Topic: Demystifying Approximate Value-based RL with ε-greedy exploration: a Differential Inclusion View
Q-learning and SARSA(0) with ε-greedy exploration are leading reinforcement learning methods, and their tabular forms are known to converge to the optimal Q-function under reasonable conditions. However, with function approximation, they exhibit unexpected behaviors, such as i.) policy oscillation and chattering, ii.) multiple attractors, and iii.) worst policy convergence, apart from the textbook instability. Accordingly, a theory to explain these phenomena, even for basic linear function approximation, has been a long-standing open problem (Sutton, 1999). In this talk, we will use the theory of differential inclusions to provide the first framework for resolving this problem. We will also discuss numerical examples to illustrate how this framework helps identify and interpret these algorithms' asymptotic behaviors. This is a joint work with Aditya Gopalan (IISc).
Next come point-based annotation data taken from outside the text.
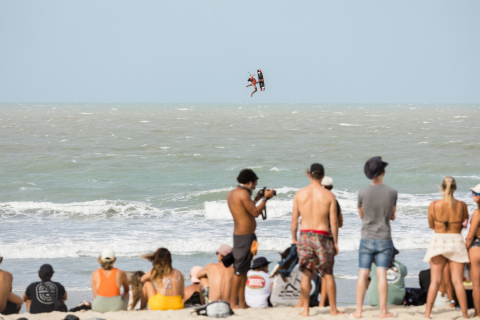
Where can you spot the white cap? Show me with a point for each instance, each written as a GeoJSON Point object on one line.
{"type": "Point", "coordinates": [327, 181]}
{"type": "Point", "coordinates": [476, 189]}
{"type": "Point", "coordinates": [107, 255]}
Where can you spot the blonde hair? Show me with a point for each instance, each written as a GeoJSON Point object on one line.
{"type": "Point", "coordinates": [137, 287]}
{"type": "Point", "coordinates": [449, 185]}
{"type": "Point", "coordinates": [162, 263]}
{"type": "Point", "coordinates": [106, 265]}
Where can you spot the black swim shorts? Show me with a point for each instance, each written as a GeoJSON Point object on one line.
{"type": "Point", "coordinates": [11, 308]}
{"type": "Point", "coordinates": [241, 252]}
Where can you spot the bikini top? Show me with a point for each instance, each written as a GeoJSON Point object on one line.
{"type": "Point", "coordinates": [168, 283]}
{"type": "Point", "coordinates": [108, 285]}
{"type": "Point", "coordinates": [446, 223]}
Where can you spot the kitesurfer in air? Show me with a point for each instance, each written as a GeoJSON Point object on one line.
{"type": "Point", "coordinates": [253, 83]}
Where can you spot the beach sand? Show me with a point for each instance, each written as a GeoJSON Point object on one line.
{"type": "Point", "coordinates": [258, 314]}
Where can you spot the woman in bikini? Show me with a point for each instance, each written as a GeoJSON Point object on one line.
{"type": "Point", "coordinates": [168, 281]}
{"type": "Point", "coordinates": [473, 246]}
{"type": "Point", "coordinates": [446, 217]}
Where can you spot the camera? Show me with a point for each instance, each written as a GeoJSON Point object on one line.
{"type": "Point", "coordinates": [262, 192]}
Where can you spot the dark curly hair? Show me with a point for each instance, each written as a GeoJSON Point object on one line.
{"type": "Point", "coordinates": [246, 176]}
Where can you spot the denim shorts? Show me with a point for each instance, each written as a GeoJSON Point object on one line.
{"type": "Point", "coordinates": [381, 250]}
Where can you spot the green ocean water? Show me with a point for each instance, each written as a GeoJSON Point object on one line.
{"type": "Point", "coordinates": [79, 177]}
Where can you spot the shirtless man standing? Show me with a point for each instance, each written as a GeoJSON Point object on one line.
{"type": "Point", "coordinates": [316, 247]}
{"type": "Point", "coordinates": [244, 212]}
{"type": "Point", "coordinates": [215, 279]}
{"type": "Point", "coordinates": [10, 303]}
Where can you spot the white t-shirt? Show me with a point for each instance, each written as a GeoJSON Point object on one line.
{"type": "Point", "coordinates": [286, 294]}
{"type": "Point", "coordinates": [258, 289]}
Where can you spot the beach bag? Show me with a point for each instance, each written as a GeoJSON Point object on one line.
{"type": "Point", "coordinates": [216, 309]}
{"type": "Point", "coordinates": [415, 297]}
{"type": "Point", "coordinates": [58, 305]}
{"type": "Point", "coordinates": [292, 256]}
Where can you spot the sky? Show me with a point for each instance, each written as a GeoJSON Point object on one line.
{"type": "Point", "coordinates": [201, 51]}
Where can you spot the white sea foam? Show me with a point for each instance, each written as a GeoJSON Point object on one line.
{"type": "Point", "coordinates": [181, 246]}
{"type": "Point", "coordinates": [89, 208]}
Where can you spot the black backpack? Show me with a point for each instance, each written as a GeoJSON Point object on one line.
{"type": "Point", "coordinates": [58, 305]}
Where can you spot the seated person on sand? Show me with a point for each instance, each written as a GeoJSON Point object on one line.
{"type": "Point", "coordinates": [136, 300]}
{"type": "Point", "coordinates": [169, 282]}
{"type": "Point", "coordinates": [215, 279]}
{"type": "Point", "coordinates": [38, 296]}
{"type": "Point", "coordinates": [259, 285]}
{"type": "Point", "coordinates": [106, 283]}
{"type": "Point", "coordinates": [10, 303]}
{"type": "Point", "coordinates": [396, 274]}
{"type": "Point", "coordinates": [286, 289]}
{"type": "Point", "coordinates": [192, 296]}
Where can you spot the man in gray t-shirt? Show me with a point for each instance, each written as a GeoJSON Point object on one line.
{"type": "Point", "coordinates": [378, 202]}
{"type": "Point", "coordinates": [376, 207]}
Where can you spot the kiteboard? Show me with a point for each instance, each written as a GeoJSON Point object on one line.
{"type": "Point", "coordinates": [261, 83]}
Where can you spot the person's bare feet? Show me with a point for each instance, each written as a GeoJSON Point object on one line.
{"type": "Point", "coordinates": [388, 315]}
{"type": "Point", "coordinates": [336, 313]}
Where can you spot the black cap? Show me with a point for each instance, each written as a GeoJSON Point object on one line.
{"type": "Point", "coordinates": [317, 168]}
{"type": "Point", "coordinates": [374, 167]}
{"type": "Point", "coordinates": [260, 262]}
{"type": "Point", "coordinates": [46, 270]}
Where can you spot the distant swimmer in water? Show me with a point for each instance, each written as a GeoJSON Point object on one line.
{"type": "Point", "coordinates": [253, 83]}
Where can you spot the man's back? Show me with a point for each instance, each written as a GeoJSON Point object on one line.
{"type": "Point", "coordinates": [313, 203]}
{"type": "Point", "coordinates": [244, 222]}
{"type": "Point", "coordinates": [378, 202]}
{"type": "Point", "coordinates": [5, 287]}
{"type": "Point", "coordinates": [219, 281]}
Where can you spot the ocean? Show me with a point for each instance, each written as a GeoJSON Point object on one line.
{"type": "Point", "coordinates": [77, 178]}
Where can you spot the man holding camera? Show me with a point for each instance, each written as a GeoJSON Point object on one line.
{"type": "Point", "coordinates": [317, 246]}
{"type": "Point", "coordinates": [244, 211]}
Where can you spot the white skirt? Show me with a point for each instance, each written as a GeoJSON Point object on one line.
{"type": "Point", "coordinates": [450, 245]}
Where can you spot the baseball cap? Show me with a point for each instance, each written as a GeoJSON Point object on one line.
{"type": "Point", "coordinates": [327, 181]}
{"type": "Point", "coordinates": [260, 262]}
{"type": "Point", "coordinates": [317, 168]}
{"type": "Point", "coordinates": [193, 274]}
{"type": "Point", "coordinates": [46, 270]}
{"type": "Point", "coordinates": [476, 188]}
{"type": "Point", "coordinates": [224, 249]}
{"type": "Point", "coordinates": [374, 167]}
{"type": "Point", "coordinates": [107, 255]}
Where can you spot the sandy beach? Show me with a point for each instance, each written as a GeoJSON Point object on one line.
{"type": "Point", "coordinates": [259, 314]}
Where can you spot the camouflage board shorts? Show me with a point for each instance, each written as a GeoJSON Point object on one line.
{"type": "Point", "coordinates": [313, 247]}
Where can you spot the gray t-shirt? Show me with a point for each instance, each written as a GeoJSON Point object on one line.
{"type": "Point", "coordinates": [378, 202]}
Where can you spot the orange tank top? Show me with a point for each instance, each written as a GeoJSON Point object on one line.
{"type": "Point", "coordinates": [108, 286]}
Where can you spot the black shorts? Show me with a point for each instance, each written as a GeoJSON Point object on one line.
{"type": "Point", "coordinates": [242, 253]}
{"type": "Point", "coordinates": [11, 308]}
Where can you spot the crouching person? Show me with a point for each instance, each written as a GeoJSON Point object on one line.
{"type": "Point", "coordinates": [163, 285]}
{"type": "Point", "coordinates": [106, 283]}
{"type": "Point", "coordinates": [39, 295]}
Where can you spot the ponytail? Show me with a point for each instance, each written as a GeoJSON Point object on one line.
{"type": "Point", "coordinates": [449, 186]}
{"type": "Point", "coordinates": [162, 263]}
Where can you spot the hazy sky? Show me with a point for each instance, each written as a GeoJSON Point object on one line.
{"type": "Point", "coordinates": [201, 51]}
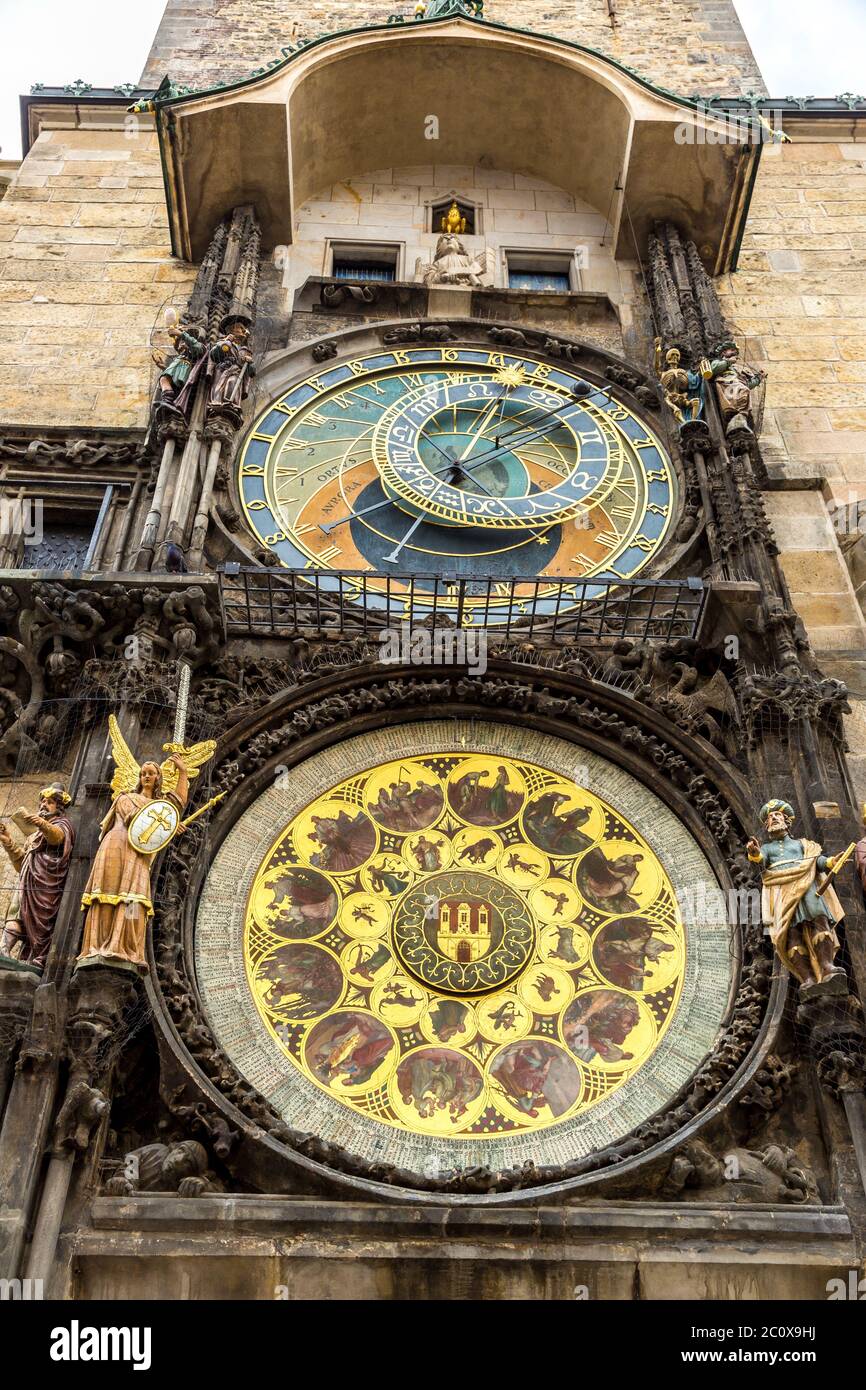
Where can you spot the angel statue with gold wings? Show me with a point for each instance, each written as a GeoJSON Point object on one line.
{"type": "Point", "coordinates": [145, 815]}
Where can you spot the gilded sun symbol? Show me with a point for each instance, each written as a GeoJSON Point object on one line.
{"type": "Point", "coordinates": [510, 377]}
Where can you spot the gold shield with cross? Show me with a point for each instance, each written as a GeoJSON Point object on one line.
{"type": "Point", "coordinates": [153, 826]}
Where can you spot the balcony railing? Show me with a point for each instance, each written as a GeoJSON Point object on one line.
{"type": "Point", "coordinates": [344, 603]}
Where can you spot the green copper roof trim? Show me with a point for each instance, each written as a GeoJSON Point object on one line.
{"type": "Point", "coordinates": [402, 28]}
{"type": "Point", "coordinates": [164, 109]}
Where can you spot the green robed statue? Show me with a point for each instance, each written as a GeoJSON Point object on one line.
{"type": "Point", "coordinates": [799, 911]}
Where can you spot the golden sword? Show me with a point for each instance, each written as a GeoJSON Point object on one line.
{"type": "Point", "coordinates": [843, 859]}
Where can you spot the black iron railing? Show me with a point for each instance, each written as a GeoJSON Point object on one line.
{"type": "Point", "coordinates": [355, 603]}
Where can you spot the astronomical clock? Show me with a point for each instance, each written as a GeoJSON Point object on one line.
{"type": "Point", "coordinates": [406, 467]}
{"type": "Point", "coordinates": [455, 944]}
{"type": "Point", "coordinates": [483, 948]}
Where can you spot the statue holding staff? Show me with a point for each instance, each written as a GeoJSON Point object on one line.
{"type": "Point", "coordinates": [799, 911]}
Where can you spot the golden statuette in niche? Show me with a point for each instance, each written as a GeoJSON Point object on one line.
{"type": "Point", "coordinates": [463, 944]}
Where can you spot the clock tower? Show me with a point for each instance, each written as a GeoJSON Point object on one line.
{"type": "Point", "coordinates": [435, 473]}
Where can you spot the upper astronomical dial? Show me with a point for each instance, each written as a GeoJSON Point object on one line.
{"type": "Point", "coordinates": [462, 452]}
{"type": "Point", "coordinates": [414, 466]}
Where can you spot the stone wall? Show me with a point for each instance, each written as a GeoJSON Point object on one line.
{"type": "Point", "coordinates": [798, 306]}
{"type": "Point", "coordinates": [515, 211]}
{"type": "Point", "coordinates": [685, 45]}
{"type": "Point", "coordinates": [85, 273]}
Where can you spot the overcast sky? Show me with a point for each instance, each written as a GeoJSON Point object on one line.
{"type": "Point", "coordinates": [805, 47]}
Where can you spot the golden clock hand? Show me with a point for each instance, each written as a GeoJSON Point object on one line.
{"type": "Point", "coordinates": [481, 424]}
{"type": "Point", "coordinates": [387, 502]}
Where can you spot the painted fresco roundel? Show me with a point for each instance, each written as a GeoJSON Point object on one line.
{"type": "Point", "coordinates": [485, 945]}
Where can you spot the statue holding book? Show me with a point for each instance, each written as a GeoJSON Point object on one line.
{"type": "Point", "coordinates": [42, 862]}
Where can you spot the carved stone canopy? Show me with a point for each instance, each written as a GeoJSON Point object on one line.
{"type": "Point", "coordinates": [291, 131]}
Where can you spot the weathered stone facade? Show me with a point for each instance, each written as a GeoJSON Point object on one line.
{"type": "Point", "coordinates": [690, 45]}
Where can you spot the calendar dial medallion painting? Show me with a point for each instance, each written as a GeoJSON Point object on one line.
{"type": "Point", "coordinates": [424, 463]}
{"type": "Point", "coordinates": [466, 944]}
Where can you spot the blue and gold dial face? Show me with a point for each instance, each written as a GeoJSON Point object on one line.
{"type": "Point", "coordinates": [430, 463]}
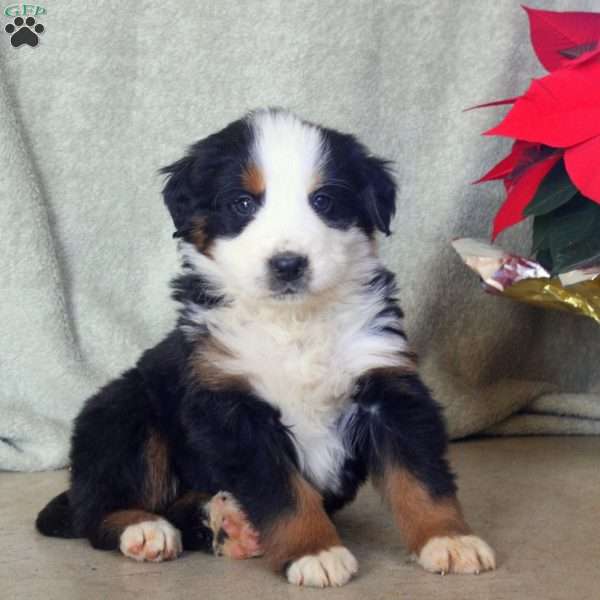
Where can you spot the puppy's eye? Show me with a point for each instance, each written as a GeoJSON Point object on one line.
{"type": "Point", "coordinates": [321, 202]}
{"type": "Point", "coordinates": [244, 206]}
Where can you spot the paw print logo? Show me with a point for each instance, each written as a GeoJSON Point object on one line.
{"type": "Point", "coordinates": [24, 32]}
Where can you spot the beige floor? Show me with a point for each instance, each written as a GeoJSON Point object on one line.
{"type": "Point", "coordinates": [537, 501]}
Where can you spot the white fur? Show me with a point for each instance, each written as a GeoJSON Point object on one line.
{"type": "Point", "coordinates": [153, 541]}
{"type": "Point", "coordinates": [457, 554]}
{"type": "Point", "coordinates": [301, 355]}
{"type": "Point", "coordinates": [333, 567]}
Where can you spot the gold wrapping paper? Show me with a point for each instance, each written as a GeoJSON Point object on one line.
{"type": "Point", "coordinates": [525, 280]}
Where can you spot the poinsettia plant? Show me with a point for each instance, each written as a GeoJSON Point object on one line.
{"type": "Point", "coordinates": [553, 170]}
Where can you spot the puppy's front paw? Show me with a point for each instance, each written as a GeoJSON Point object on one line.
{"type": "Point", "coordinates": [457, 554]}
{"type": "Point", "coordinates": [233, 534]}
{"type": "Point", "coordinates": [154, 541]}
{"type": "Point", "coordinates": [333, 567]}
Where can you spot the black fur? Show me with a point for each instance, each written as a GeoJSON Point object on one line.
{"type": "Point", "coordinates": [233, 440]}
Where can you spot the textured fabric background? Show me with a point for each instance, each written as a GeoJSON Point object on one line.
{"type": "Point", "coordinates": [115, 90]}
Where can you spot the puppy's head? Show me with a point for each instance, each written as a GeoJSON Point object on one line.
{"type": "Point", "coordinates": [281, 208]}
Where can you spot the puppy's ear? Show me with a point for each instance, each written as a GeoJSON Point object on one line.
{"type": "Point", "coordinates": [180, 193]}
{"type": "Point", "coordinates": [379, 193]}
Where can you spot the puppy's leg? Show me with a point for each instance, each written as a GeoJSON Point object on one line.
{"type": "Point", "coordinates": [140, 535]}
{"type": "Point", "coordinates": [189, 514]}
{"type": "Point", "coordinates": [233, 534]}
{"type": "Point", "coordinates": [255, 460]}
{"type": "Point", "coordinates": [305, 540]}
{"type": "Point", "coordinates": [401, 433]}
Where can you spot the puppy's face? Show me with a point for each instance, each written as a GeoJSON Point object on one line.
{"type": "Point", "coordinates": [282, 208]}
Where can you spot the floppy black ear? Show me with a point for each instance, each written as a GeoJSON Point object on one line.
{"type": "Point", "coordinates": [379, 193]}
{"type": "Point", "coordinates": [180, 192]}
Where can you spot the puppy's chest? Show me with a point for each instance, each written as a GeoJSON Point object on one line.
{"type": "Point", "coordinates": [307, 368]}
{"type": "Point", "coordinates": [300, 367]}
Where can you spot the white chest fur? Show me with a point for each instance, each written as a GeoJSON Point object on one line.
{"type": "Point", "coordinates": [305, 362]}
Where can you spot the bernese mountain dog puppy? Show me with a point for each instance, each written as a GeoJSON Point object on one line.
{"type": "Point", "coordinates": [287, 382]}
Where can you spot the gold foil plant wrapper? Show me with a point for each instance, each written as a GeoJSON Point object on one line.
{"type": "Point", "coordinates": [505, 274]}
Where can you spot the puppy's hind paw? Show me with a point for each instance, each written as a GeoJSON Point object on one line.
{"type": "Point", "coordinates": [457, 554]}
{"type": "Point", "coordinates": [234, 536]}
{"type": "Point", "coordinates": [153, 541]}
{"type": "Point", "coordinates": [333, 567]}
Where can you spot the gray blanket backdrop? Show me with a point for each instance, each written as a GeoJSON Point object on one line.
{"type": "Point", "coordinates": [115, 90]}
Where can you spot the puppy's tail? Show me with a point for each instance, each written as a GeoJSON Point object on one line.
{"type": "Point", "coordinates": [56, 519]}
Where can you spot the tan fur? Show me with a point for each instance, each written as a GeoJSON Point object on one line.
{"type": "Point", "coordinates": [205, 367]}
{"type": "Point", "coordinates": [410, 368]}
{"type": "Point", "coordinates": [419, 516]}
{"type": "Point", "coordinates": [306, 530]}
{"type": "Point", "coordinates": [160, 486]}
{"type": "Point", "coordinates": [253, 180]}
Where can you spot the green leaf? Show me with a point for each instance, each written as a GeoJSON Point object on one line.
{"type": "Point", "coordinates": [541, 229]}
{"type": "Point", "coordinates": [555, 190]}
{"type": "Point", "coordinates": [574, 234]}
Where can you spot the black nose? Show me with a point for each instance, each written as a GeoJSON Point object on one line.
{"type": "Point", "coordinates": [288, 266]}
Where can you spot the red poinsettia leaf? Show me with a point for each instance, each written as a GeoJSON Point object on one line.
{"type": "Point", "coordinates": [493, 103]}
{"type": "Point", "coordinates": [559, 110]}
{"type": "Point", "coordinates": [577, 52]}
{"type": "Point", "coordinates": [508, 164]}
{"type": "Point", "coordinates": [520, 193]}
{"type": "Point", "coordinates": [554, 32]}
{"type": "Point", "coordinates": [582, 162]}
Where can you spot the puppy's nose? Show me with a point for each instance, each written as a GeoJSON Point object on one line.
{"type": "Point", "coordinates": [288, 266]}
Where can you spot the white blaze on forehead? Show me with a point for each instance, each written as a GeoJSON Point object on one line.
{"type": "Point", "coordinates": [289, 152]}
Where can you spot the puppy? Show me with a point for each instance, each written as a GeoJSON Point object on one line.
{"type": "Point", "coordinates": [287, 382]}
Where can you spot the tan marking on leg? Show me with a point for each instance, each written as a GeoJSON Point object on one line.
{"type": "Point", "coordinates": [159, 484]}
{"type": "Point", "coordinates": [409, 368]}
{"type": "Point", "coordinates": [253, 180]}
{"type": "Point", "coordinates": [307, 530]}
{"type": "Point", "coordinates": [205, 367]}
{"type": "Point", "coordinates": [419, 516]}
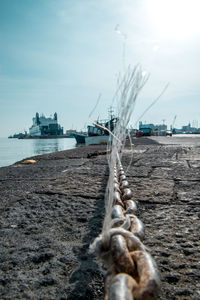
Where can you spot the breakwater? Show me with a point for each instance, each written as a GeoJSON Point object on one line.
{"type": "Point", "coordinates": [52, 210]}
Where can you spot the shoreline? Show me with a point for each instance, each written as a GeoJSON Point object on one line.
{"type": "Point", "coordinates": [53, 209]}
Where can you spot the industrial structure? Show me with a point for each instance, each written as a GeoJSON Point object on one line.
{"type": "Point", "coordinates": [43, 126]}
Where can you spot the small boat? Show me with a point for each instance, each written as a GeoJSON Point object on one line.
{"type": "Point", "coordinates": [98, 133]}
{"type": "Point", "coordinates": [80, 138]}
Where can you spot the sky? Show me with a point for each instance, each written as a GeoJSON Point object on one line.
{"type": "Point", "coordinates": [62, 55]}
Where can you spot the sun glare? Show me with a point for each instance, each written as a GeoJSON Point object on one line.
{"type": "Point", "coordinates": [177, 19]}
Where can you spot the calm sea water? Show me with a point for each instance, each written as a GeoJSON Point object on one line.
{"type": "Point", "coordinates": [13, 150]}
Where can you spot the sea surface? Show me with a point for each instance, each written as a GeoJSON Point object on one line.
{"type": "Point", "coordinates": [13, 150]}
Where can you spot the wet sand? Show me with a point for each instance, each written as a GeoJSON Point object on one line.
{"type": "Point", "coordinates": [52, 210]}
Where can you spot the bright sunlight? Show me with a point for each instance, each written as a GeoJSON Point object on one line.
{"type": "Point", "coordinates": [178, 19]}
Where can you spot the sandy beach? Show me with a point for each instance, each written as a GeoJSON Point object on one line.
{"type": "Point", "coordinates": [53, 209]}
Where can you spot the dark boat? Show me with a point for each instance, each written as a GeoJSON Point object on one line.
{"type": "Point", "coordinates": [80, 138]}
{"type": "Point", "coordinates": [97, 130]}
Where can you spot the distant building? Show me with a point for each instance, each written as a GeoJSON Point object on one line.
{"type": "Point", "coordinates": [161, 127]}
{"type": "Point", "coordinates": [70, 132]}
{"type": "Point", "coordinates": [43, 126]}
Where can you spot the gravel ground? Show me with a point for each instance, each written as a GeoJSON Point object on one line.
{"type": "Point", "coordinates": [52, 210]}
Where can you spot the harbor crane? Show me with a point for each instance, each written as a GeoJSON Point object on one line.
{"type": "Point", "coordinates": [172, 126]}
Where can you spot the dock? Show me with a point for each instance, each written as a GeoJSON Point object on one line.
{"type": "Point", "coordinates": [53, 209]}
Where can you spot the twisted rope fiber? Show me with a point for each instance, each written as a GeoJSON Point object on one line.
{"type": "Point", "coordinates": [131, 271]}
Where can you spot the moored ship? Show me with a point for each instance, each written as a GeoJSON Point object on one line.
{"type": "Point", "coordinates": [43, 126]}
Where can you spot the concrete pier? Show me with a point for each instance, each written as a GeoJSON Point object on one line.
{"type": "Point", "coordinates": [53, 209]}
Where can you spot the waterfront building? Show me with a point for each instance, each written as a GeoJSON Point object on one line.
{"type": "Point", "coordinates": [43, 126]}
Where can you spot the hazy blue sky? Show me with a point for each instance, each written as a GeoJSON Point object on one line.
{"type": "Point", "coordinates": [58, 55]}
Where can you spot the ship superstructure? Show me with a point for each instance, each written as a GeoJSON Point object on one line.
{"type": "Point", "coordinates": [43, 126]}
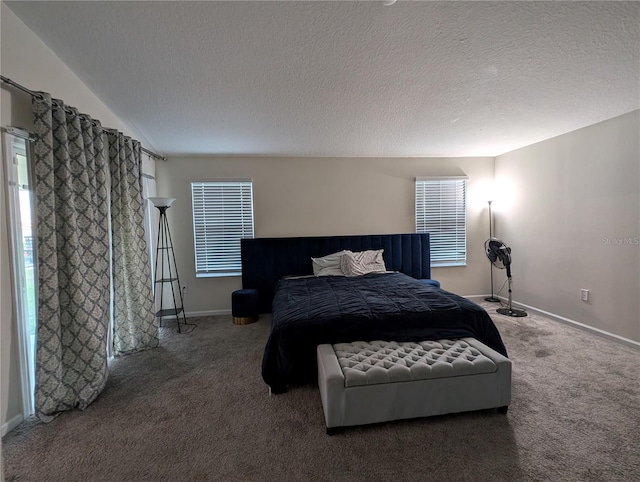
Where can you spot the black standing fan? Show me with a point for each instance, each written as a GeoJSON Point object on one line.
{"type": "Point", "coordinates": [500, 256]}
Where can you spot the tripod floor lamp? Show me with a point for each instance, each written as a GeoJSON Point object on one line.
{"type": "Point", "coordinates": [491, 298]}
{"type": "Point", "coordinates": [166, 272]}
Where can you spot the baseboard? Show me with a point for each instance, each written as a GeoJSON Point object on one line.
{"type": "Point", "coordinates": [193, 314]}
{"type": "Point", "coordinates": [11, 424]}
{"type": "Point", "coordinates": [605, 334]}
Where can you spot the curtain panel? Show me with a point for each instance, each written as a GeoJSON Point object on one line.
{"type": "Point", "coordinates": [71, 173]}
{"type": "Point", "coordinates": [135, 326]}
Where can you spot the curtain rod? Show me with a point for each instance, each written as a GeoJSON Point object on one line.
{"type": "Point", "coordinates": [106, 130]}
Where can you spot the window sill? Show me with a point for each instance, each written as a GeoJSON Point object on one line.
{"type": "Point", "coordinates": [219, 275]}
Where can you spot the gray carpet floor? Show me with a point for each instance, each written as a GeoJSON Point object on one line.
{"type": "Point", "coordinates": [196, 409]}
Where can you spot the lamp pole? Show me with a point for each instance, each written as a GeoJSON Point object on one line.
{"type": "Point", "coordinates": [491, 299]}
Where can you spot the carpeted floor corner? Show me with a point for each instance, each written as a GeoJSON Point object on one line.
{"type": "Point", "coordinates": [197, 409]}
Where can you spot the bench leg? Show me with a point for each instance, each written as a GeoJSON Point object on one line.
{"type": "Point", "coordinates": [277, 389]}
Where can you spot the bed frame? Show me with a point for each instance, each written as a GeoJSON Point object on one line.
{"type": "Point", "coordinates": [267, 260]}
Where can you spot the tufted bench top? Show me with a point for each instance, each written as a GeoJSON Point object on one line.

Gugan Thoppe is an Asst. Professor at the Dept. of Computer Science and Automation, Indian Institute of Science (IISc). He is also an Associate Researcher at the Robert Bosh Centre, IIT Madras. His M.S. and Ph.D. are from TIFR Mumbai, India. He has also done two postdocs: one at Technion, Israel, and the other at Duke University, USA. His work has been recognized with the Pratiksha Trust Young Investigator award, the TIFR award for best Ph.D. thesis, and two IBM Ph.D. fellowships. He is also the winner of the IISc award for excellence in teaching. His research interests include stochastic approximation and random topology and their applications to reinforcement learning and data analysis.